I agree that class names should be CamelCase. Wouldn't the parser take into consideration the "token" in order to determine if the word succeeding the token needs to be in particular case ?

riteshpanchal avatar Nov 03 '23 16:11 riteshpanchal

no syntax to highlight --> does not get hlghlighted. No syntax to highlight --> The word 'No' gets highlighted.

These are NOT valid Javascript examples, so we do not care how poorly they are highlighted if you choose to highlight them as JavaScript. Please first provide actual Javascript examples.

Wouldn't the parser take into consideration the "token" in order to determine if the word succeeding the token needs to be in particular case ?

In some cases... but we are not a full parser and not interested in trying to be. That's a much harder problem... classes are just objects in JS and you can use them almost anywhere... we might do a bit more of this [context awareness] once version 12 comes out and we're allowed to used backwards looking regex... but generally we try and pattern match text - not fully parse code.

CamelCasing is a very STRONG JS convention...

joshgoebel avatar Nov 04 '23 02:11 joshgoebel

These are NOT valid Javascript examples, so we do not care how poorly they are highlighted if you choose to highlight them as JavaScript. Please first provide actual Javascript examples.

@joshgoebel

Here is the Demo: Demo

var no = 5;
var No = 6;

This code highlights a normal variable as class.

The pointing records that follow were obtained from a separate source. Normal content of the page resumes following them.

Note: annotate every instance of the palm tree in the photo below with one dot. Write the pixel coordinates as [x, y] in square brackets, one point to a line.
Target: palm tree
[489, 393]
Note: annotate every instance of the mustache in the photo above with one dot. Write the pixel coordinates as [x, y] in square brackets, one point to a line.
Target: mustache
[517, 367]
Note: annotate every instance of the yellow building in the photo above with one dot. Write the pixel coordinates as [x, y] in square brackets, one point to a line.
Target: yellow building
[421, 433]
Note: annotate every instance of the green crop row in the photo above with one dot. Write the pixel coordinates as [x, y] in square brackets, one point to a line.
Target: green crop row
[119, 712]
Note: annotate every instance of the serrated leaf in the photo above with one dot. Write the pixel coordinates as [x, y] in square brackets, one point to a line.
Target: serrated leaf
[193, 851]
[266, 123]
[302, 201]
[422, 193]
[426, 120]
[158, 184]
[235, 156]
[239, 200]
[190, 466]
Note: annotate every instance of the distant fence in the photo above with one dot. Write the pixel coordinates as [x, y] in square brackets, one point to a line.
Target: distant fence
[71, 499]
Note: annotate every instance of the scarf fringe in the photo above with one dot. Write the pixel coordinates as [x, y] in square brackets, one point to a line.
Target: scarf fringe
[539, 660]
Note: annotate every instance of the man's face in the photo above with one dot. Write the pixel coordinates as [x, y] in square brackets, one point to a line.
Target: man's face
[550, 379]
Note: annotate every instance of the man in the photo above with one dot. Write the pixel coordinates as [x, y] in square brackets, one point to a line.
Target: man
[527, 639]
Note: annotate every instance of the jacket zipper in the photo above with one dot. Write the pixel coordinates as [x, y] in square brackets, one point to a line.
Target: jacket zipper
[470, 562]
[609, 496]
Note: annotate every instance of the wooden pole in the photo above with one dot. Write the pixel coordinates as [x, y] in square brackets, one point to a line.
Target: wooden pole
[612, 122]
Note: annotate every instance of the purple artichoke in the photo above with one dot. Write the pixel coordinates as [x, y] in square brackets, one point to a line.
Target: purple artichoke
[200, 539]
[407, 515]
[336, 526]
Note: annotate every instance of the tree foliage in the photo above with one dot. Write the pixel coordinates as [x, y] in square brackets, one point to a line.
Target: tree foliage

There are two ways in javascript to create a class:
  1. Using the class keyword:
class ClassName {
  // Class code goes here
}
class Person {
  constructor(name, age) {
    this.name = name;
    this.age = age;
  }

  greet() {
    console.log(`Hello, my name is ${this.name} and I am ${this.age} years old.`);
  }
}
  1. Using the constructor function:
function ClassName(constructorArgs) {
  // Class properties and methods go here
}
function Person(name, age) {
  this.name = name;
  this.age = age;

  this.greet = function() {
    console.log(`Hello, my name is ${this.name} and I am ${this.age} years old.`);
  };
}
function Person(name, age) {
  this.name = name;
  this.age = age;
}

Person.prototype.greet = function() {
  console.log(`Hello, my name is ${this.name} and I am ${this.age} years old.`);
};

And i think "variant" mode will help here. Anything I am missing??

akhtarmdsaad avatar Mar 02 '24 16:03 akhtarmdsaad

Using the constructor function:

Of which var Klass = function() {} is perfectly valid I believe. I think you'll want to read the second part of my response which adds color to the first.

joshgoebel avatar Mar 03 '24 01:03 joshgoebel

Closing as wontfix. Our detection of both CamelCase classes and SCREAM_CASE constants is intentional.